GRAND RAPIDS, Mich. (WOOD) — Saving is the name of the game this Thanksgiving, but despite a slowing rate of food inflation, economy experts say that doesn’t necessarily mean grocery prices are down.

“The cost of groceries has been rising pretty significantly over the past couple of years and anyone that goes to the grocery store knows this,” David Ortega, Michigan State University associate professor and food economist, said.

This Thanksgiving, however, it appears we’re turning a corner. The overall cost of a 2023 Thanksgiving meal is down 4.5%, according to the Farm Bureau, but that’s still 25% higher than it was four years ago.

The good news is that customers will pay much less for the star of the show. Turkey costs are down 22% from last year.

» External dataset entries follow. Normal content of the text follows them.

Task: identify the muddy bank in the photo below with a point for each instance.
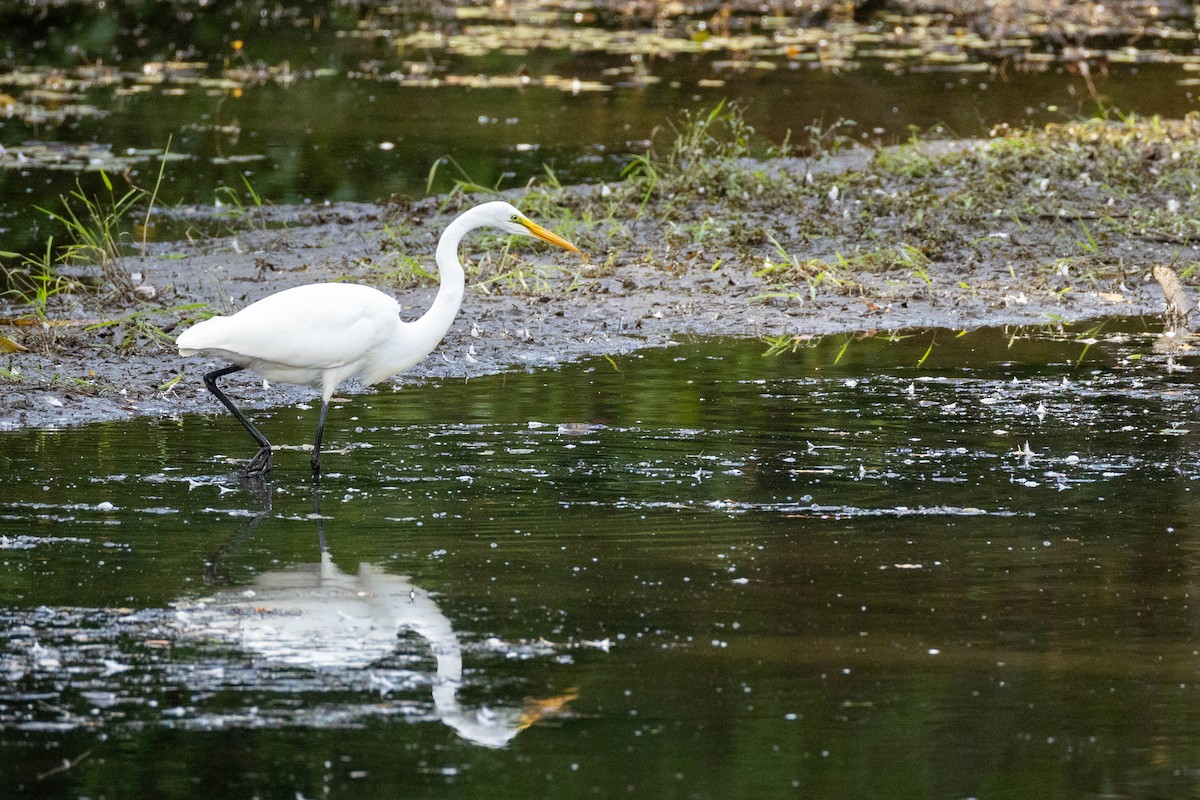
(1024, 229)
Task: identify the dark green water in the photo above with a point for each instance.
(756, 576)
(309, 112)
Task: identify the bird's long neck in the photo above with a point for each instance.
(433, 324)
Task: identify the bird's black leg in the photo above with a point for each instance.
(316, 446)
(262, 461)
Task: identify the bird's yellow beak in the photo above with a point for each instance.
(547, 235)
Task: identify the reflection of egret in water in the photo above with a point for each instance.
(317, 617)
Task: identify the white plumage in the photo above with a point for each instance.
(324, 334)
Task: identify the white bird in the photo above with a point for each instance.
(323, 334)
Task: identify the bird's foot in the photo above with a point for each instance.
(261, 464)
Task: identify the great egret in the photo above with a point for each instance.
(323, 334)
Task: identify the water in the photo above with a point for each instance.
(312, 104)
(693, 572)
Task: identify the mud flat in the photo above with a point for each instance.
(1025, 228)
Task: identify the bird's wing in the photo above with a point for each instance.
(318, 326)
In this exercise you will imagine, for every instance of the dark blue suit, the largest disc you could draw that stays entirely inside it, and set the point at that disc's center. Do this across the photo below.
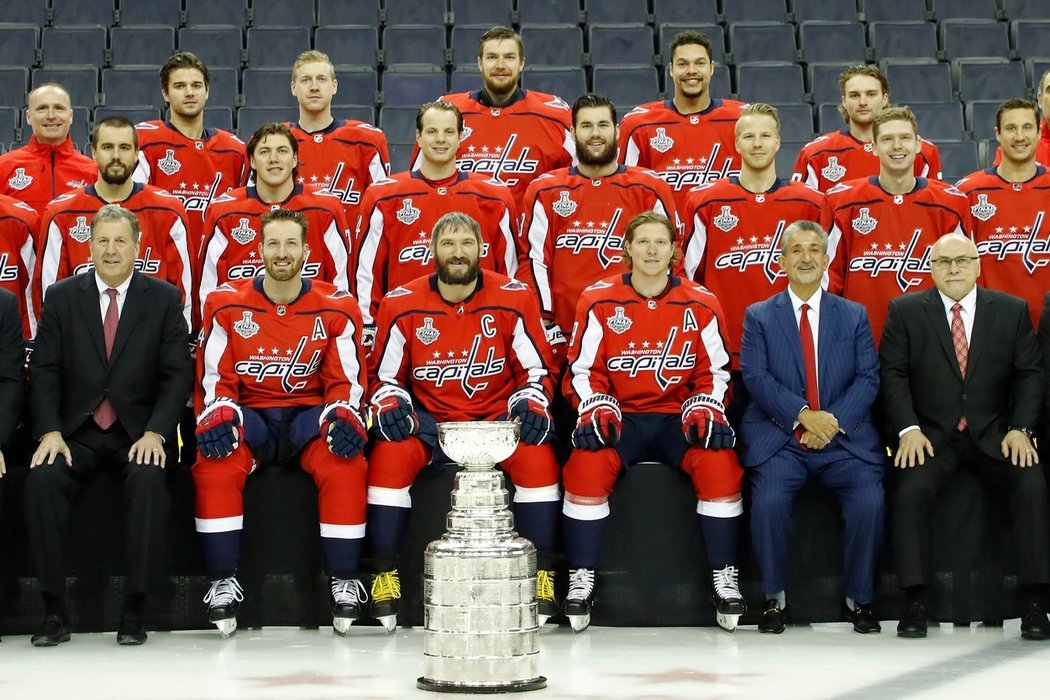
(851, 466)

“In the spring of 2022, we saw the start of what became the largest outbreak of bird flu or High-Path Avian Influenza which affected poultry markets, egg prices, and also turkeys,” Ortega explained.

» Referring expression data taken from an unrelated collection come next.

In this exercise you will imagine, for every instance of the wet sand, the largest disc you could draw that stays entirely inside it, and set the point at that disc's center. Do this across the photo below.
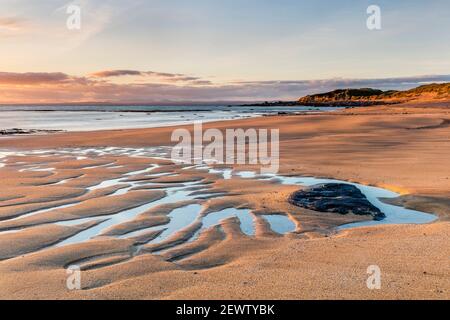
(404, 148)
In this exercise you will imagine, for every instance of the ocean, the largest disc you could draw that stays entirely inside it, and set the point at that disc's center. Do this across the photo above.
(87, 118)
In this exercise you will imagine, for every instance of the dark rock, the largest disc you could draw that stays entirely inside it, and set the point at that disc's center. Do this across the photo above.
(335, 197)
(16, 131)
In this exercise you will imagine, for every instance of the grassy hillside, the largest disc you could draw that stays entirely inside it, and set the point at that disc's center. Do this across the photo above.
(368, 96)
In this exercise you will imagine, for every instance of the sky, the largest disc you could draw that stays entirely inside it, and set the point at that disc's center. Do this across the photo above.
(154, 51)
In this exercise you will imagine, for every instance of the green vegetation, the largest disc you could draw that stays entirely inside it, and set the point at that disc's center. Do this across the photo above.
(368, 96)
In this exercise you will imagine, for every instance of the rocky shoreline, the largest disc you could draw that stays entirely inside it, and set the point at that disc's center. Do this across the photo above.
(337, 198)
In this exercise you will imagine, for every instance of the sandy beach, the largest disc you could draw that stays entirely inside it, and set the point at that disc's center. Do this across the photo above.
(50, 198)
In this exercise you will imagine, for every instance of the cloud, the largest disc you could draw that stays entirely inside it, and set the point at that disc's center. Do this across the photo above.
(10, 26)
(167, 77)
(40, 78)
(116, 73)
(62, 88)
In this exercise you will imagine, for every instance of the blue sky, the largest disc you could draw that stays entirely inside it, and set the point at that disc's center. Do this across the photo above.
(228, 42)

Although not completely resolved, that outbreak slowed at the start of this year.

“We see production up of turkeys, of other poultry products so there’s plenty of supply out there this year compared to last year and that’s why we’re seeing prices come down for turkeys.”

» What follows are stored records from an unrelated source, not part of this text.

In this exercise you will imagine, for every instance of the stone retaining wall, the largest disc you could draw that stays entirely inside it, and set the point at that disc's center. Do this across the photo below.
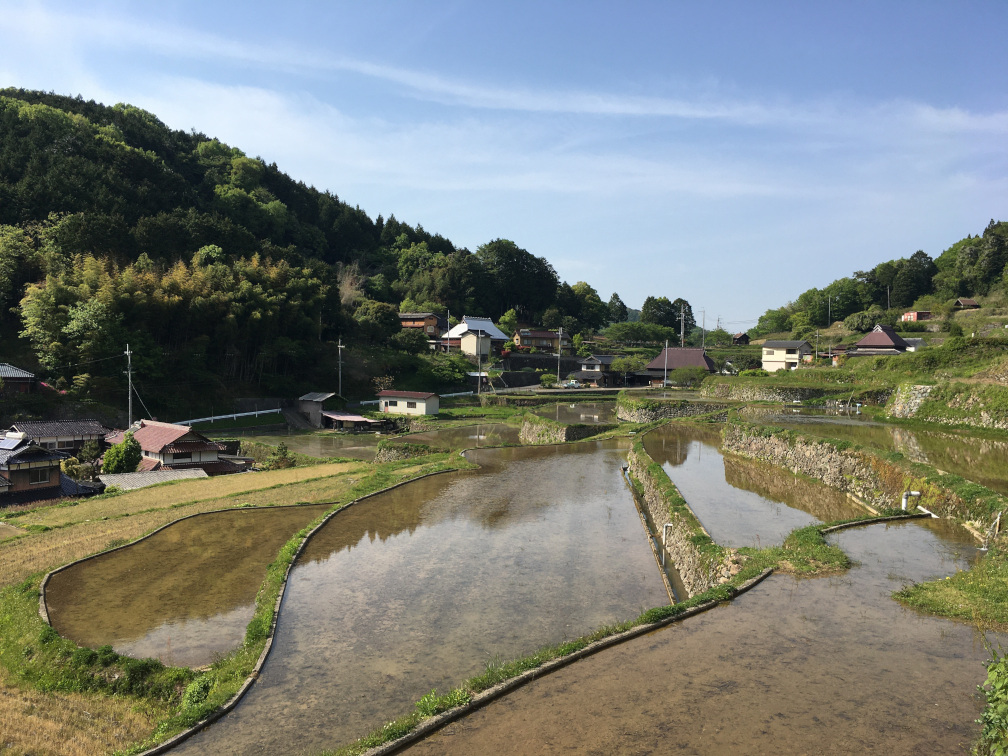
(874, 480)
(537, 430)
(700, 571)
(650, 410)
(906, 400)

Ortega said this is helping to offset the overall cost of dinner, but beyond the turkey is where shoppers might still notice higher costs.

“There are things that people can do to keep things affordable this Thanksgiving and holiday season,” he said. 

To maximize savings, Ortega recommends making a list first and seeing what you already have at home. Then, shop around for deals, choose fresh produce over processed, opt for store brands instead of national, and to avoid impulse buys, don’t shop when you’re hungry. 

News 8’s Brittany Flowers took his advice and shopped for all the items on the Farm Bureau’s “classic” Thanksgiving list to feed 10. The survey showed the classic feast would cost $61.17. The total for all the items at Meijer was $29.95. That’s less than half the average of the Farm Bureau’s survey, demonstrating that as Ortega said, there are ways to save your wallet this Thanksgiving.